Generally speaking, most modern blues musicians don’t play blues music so much as they play a standardized blues form. Blues music was quite varied back when it was forming in the 20’s and 30’s, and again during its resurgence in the 60’s. However, blues musicians today only recognize the most uniform elements of the music, mainly the I-IV-V progressions, the flat 5 in the blues scale, and turnarounds. If you listen to someone like Stevie Ray Vaughn, you’ll find that EVERY SINGLE SONG of his uses ALL of these elements, but if you listen to a real blues musician like Skip James, you’ll find he has many songs that don’t use any of these elements at all. For an example, look at “I’m So Glad”.
Original blues music didn’t have the same defined structure as today’s blues music has, which is a fancy way of saying that most of the original guys just made it up as they went along. Sometimes it was 10 lines, other times it was 11. The original guys memorised or just plain made up thousands of verses that they’s string together depending on how they were feeling. Another differance is that it was a terrible thing to be playing blues – a blues musician was really looked down upon by the majority of people.
The original instruments were acoustic – but mainly guitar and piano. Alot of the songs were/are incredibly risque – oblique ways about talking about sex, drugs, and killing. John Lee Hooker is about as close to an ‘old time’ blues musician as you can get from the modern era. I used to hate his music – because he would just say F*** it to conventional forms of blues… but now that I’m older I really admire him more and more for being original.

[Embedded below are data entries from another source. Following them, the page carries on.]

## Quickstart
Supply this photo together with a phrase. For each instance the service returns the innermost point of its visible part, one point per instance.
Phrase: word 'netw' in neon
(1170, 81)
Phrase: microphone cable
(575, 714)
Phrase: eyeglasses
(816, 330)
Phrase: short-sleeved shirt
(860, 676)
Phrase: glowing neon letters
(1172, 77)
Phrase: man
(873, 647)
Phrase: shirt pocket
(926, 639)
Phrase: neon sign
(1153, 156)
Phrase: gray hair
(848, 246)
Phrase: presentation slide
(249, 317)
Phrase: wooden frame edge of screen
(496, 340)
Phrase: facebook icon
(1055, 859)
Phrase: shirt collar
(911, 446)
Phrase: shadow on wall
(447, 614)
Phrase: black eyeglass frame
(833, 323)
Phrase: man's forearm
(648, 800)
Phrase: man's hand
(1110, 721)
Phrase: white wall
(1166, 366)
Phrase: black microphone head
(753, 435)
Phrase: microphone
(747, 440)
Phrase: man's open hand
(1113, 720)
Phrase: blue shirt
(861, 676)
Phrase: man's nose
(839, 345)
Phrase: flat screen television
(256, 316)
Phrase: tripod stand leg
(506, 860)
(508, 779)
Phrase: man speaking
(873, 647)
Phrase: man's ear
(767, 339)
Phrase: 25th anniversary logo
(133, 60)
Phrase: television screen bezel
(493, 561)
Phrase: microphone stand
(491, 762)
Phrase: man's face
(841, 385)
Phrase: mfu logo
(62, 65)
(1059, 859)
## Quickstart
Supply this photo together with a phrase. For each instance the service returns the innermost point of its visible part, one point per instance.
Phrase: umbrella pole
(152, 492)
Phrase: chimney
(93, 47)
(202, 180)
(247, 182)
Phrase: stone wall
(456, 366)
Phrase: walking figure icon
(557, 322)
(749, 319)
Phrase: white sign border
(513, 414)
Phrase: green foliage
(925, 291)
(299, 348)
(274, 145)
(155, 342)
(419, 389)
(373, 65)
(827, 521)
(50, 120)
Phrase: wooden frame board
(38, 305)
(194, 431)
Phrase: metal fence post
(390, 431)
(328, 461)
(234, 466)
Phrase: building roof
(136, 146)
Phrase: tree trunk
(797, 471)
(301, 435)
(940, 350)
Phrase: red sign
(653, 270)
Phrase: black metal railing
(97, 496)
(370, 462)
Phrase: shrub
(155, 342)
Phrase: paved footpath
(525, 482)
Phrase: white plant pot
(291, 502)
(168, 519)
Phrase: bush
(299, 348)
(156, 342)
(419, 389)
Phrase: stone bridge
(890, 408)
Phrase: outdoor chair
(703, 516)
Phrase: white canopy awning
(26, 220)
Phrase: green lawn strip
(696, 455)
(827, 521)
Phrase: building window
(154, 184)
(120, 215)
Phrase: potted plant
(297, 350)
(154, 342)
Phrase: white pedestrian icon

When white people started to listen that more or less codified the blues into what they are today. 60’s blues rock elevated all of that old school music into a state where it became archetypal – and that’s why you don’t really have any ‘new’ blues music.
good luck.
It used to be played ’cause it had to, now it’s played ’cause they want to. That makes the feeling different. Listen to Little Walter do “Boom Boom Out Go The Lights” then listen to Pat Travers do the same song. Pat Travers is a fine musician but you’ll be listening to the Little Walter version all your life.